Przeczytaj drugą część i dowiedz się więcej o unikatowych oraz drogich albumach muzycznych, które zdefiniowały brzmienie współczesnej muzyki popularnej.
God Save The Queen - Sex Pistols
- Cena: 14,600 £
"God Save the Queen" to utwór brytyjskiej grupy Sex Pistols, którego tytuł nieprzypadkowo jest taki sam jak hymn Wielkiej Brytanii. Pierwotnie piosenka miała zostać nazwana "No Future", jednak menedżer zespołu, Malcolm McLaren, postanowił inaczej. Kompozycja została wydana jako singel 27 marca 1977 roku przez wytwórnię Virgin Records i od razu wywołał natychmiastową falę krytyki ze strony mediów. Głównym powodem było utożsamienie osoby królowej Elżbiety II z określeniem "fascist regime" ("faszystowski reżim") oraz słowami "no future" ("brak przyszłości").
Piosenka od samego początku miała problemy z zaistnieniem w głównych oraz najbardziej wpływowych mediach.

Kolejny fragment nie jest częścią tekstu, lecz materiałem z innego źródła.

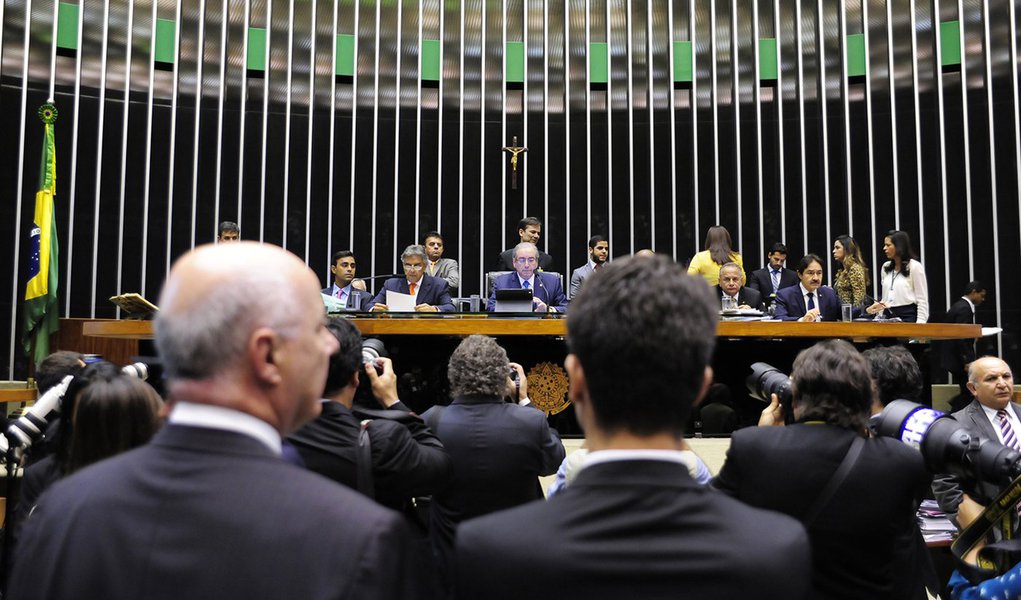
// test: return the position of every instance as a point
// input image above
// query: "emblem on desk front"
(547, 387)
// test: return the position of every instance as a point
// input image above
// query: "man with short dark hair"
(445, 268)
(228, 232)
(343, 268)
(774, 277)
(529, 230)
(208, 508)
(633, 522)
(598, 253)
(405, 458)
(430, 293)
(810, 301)
(730, 286)
(547, 292)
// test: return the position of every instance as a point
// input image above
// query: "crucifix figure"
(515, 150)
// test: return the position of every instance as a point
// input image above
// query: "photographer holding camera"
(856, 495)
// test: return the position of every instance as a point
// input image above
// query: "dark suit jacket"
(499, 450)
(761, 281)
(207, 513)
(955, 354)
(366, 298)
(790, 304)
(633, 529)
(745, 296)
(406, 458)
(434, 291)
(947, 488)
(860, 537)
(505, 261)
(550, 291)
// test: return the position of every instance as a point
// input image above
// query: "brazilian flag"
(41, 318)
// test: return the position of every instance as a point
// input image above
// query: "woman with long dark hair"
(906, 293)
(719, 251)
(852, 275)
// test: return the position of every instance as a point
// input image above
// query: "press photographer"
(856, 495)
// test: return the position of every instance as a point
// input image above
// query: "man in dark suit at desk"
(809, 301)
(774, 277)
(547, 292)
(208, 508)
(633, 523)
(430, 293)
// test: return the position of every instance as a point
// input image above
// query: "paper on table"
(399, 302)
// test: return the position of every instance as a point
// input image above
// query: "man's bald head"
(216, 295)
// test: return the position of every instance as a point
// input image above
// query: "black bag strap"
(834, 484)
(363, 468)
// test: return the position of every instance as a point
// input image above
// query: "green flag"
(41, 318)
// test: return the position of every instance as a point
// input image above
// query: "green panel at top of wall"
(256, 49)
(162, 46)
(67, 26)
(430, 60)
(598, 62)
(345, 54)
(682, 61)
(514, 62)
(856, 55)
(767, 59)
(950, 42)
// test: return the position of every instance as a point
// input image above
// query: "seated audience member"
(498, 449)
(343, 269)
(992, 415)
(774, 277)
(430, 293)
(228, 232)
(529, 230)
(406, 459)
(809, 301)
(547, 292)
(852, 277)
(598, 252)
(444, 268)
(730, 287)
(207, 508)
(50, 371)
(858, 522)
(719, 251)
(633, 523)
(106, 413)
(895, 373)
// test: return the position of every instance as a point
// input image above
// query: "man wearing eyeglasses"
(547, 292)
(430, 293)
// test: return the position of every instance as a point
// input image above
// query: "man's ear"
(261, 348)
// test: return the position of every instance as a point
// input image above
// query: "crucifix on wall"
(515, 150)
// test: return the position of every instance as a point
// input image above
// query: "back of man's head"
(643, 332)
(347, 360)
(832, 383)
(895, 373)
(55, 367)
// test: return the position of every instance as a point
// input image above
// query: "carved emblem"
(547, 387)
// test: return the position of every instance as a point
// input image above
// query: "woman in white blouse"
(906, 293)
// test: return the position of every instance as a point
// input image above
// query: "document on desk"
(398, 302)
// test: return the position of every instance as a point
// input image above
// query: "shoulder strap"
(838, 477)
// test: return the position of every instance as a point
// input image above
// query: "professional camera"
(767, 380)
(947, 447)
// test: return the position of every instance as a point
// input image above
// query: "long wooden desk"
(490, 326)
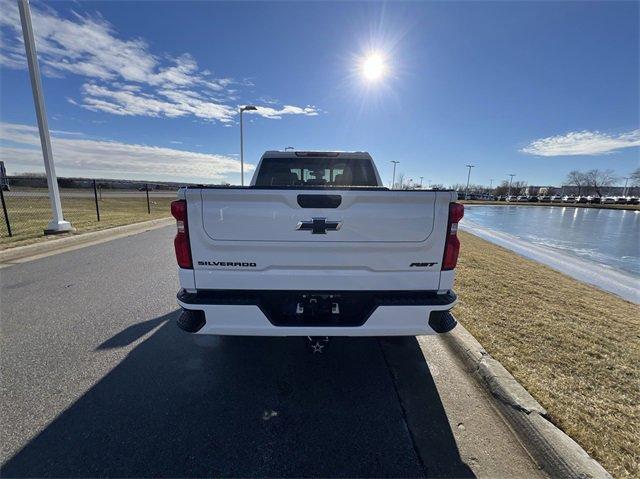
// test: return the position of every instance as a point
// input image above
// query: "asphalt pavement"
(97, 380)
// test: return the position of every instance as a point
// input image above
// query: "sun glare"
(373, 67)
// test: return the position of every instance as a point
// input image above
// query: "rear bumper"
(268, 313)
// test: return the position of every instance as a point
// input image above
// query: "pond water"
(608, 237)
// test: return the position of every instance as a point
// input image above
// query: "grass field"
(575, 348)
(30, 215)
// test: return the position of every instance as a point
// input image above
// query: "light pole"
(57, 223)
(393, 181)
(626, 180)
(466, 190)
(242, 110)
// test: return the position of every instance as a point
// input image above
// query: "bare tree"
(578, 179)
(597, 179)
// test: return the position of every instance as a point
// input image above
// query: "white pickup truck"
(316, 246)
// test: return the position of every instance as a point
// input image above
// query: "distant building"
(538, 190)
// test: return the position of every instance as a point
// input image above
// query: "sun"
(373, 67)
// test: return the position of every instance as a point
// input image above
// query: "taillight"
(181, 242)
(452, 244)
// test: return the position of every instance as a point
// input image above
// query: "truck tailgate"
(330, 240)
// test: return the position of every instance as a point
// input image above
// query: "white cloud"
(582, 143)
(21, 151)
(276, 114)
(124, 77)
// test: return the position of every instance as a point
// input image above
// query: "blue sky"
(150, 90)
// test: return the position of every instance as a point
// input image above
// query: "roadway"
(97, 380)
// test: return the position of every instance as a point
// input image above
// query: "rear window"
(316, 172)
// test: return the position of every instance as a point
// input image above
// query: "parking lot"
(98, 381)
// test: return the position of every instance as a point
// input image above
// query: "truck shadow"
(182, 406)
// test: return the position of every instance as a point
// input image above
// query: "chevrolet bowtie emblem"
(319, 226)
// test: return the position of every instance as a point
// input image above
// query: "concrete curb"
(554, 451)
(21, 254)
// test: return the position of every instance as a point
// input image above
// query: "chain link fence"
(87, 203)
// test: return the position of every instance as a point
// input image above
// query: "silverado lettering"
(226, 263)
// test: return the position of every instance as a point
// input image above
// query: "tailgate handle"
(319, 201)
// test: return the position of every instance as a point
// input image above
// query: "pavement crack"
(403, 411)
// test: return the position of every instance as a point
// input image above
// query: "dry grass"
(29, 216)
(574, 347)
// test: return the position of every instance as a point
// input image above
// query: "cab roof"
(316, 154)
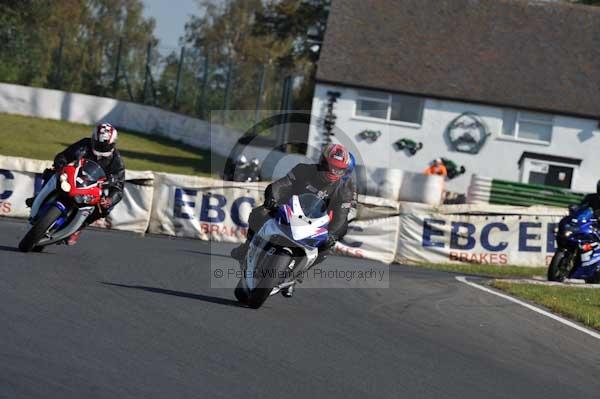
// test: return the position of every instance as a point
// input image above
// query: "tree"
(72, 44)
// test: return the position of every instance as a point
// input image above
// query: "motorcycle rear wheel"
(559, 266)
(38, 230)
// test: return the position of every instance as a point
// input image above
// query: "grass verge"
(580, 304)
(487, 270)
(43, 138)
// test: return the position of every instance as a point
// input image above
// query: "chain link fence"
(180, 79)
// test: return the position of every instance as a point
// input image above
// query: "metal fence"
(180, 79)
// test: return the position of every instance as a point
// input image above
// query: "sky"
(170, 16)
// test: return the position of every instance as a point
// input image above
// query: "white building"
(524, 75)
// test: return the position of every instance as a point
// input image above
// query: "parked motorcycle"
(63, 205)
(283, 249)
(578, 252)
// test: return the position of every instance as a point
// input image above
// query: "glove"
(59, 163)
(331, 240)
(106, 202)
(270, 204)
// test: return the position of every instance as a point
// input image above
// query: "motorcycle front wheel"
(269, 274)
(559, 266)
(38, 230)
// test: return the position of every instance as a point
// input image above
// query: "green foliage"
(42, 139)
(252, 35)
(72, 44)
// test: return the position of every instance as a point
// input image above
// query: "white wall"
(571, 137)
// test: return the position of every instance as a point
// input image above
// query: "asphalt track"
(122, 316)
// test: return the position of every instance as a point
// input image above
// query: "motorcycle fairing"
(258, 248)
(48, 189)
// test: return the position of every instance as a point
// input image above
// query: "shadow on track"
(200, 297)
(9, 249)
(207, 253)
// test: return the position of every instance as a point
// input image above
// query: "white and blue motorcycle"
(283, 249)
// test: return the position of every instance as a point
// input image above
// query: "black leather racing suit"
(113, 168)
(307, 178)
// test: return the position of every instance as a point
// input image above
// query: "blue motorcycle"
(578, 250)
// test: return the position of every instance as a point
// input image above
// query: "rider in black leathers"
(324, 180)
(100, 148)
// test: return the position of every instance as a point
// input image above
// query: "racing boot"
(288, 292)
(74, 238)
(238, 253)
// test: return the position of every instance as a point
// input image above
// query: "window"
(550, 170)
(389, 107)
(527, 126)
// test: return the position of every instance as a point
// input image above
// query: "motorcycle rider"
(324, 179)
(100, 148)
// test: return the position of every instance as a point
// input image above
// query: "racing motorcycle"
(64, 203)
(578, 252)
(283, 249)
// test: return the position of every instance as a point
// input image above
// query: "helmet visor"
(103, 147)
(337, 171)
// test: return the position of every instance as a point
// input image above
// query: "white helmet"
(104, 139)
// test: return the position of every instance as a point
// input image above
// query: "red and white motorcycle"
(64, 203)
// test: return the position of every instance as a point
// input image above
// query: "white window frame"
(515, 135)
(530, 165)
(387, 119)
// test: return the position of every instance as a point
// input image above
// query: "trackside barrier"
(484, 234)
(399, 185)
(493, 191)
(384, 230)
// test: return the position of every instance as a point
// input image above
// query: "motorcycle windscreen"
(307, 217)
(582, 214)
(89, 173)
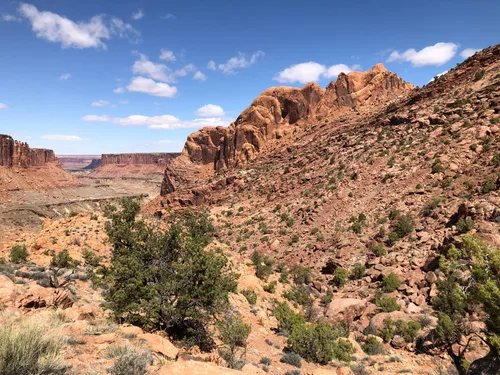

Niektóre stacje radiowe całkowicie bojkotowały kontrowersyjny utwór, a inne nie prezentowała go w czasie dnia. 7 lipca 1977 miała natomiast miejsce nieudana próba koncertu na rzecznym statku płynącym po Tamizie, na którym alternatywny hymn miał być zaprezentowany nieopodal Pałacu Westminsterskiego. Pomimo całej burzy związanej z singlem "God Save the Queen", jego sprzedaż osiągała rekordowe wyniki. Utwór jest również do dzisiaj jedną z najbardziej rozpoznawalnych piosenek grupy, a hasło "no future" stało się symbolem ówczesnego ruchu punkrockowego.
The Freewheelin' - Bob Dylan
- Cena: 10,000 – 40,000 $
"The Freewheelin'" to drugi album Boba Dylana, wydany w 1963 roku nakładem wytwórni Columbia Records. Jest to pierwsza dojrzała i autorska płyta artysty. Krążek charakteryzuje się głównie poetyckimi tekstami, krytykującymi społeczeństwo Stanów Zjednoczonych ówczesnych lat. Dylan na albumie śpiewa, gra na gitarze akustycznej oraz harmonijce ustnej. Producentem nagrań został natomiast John Hammond.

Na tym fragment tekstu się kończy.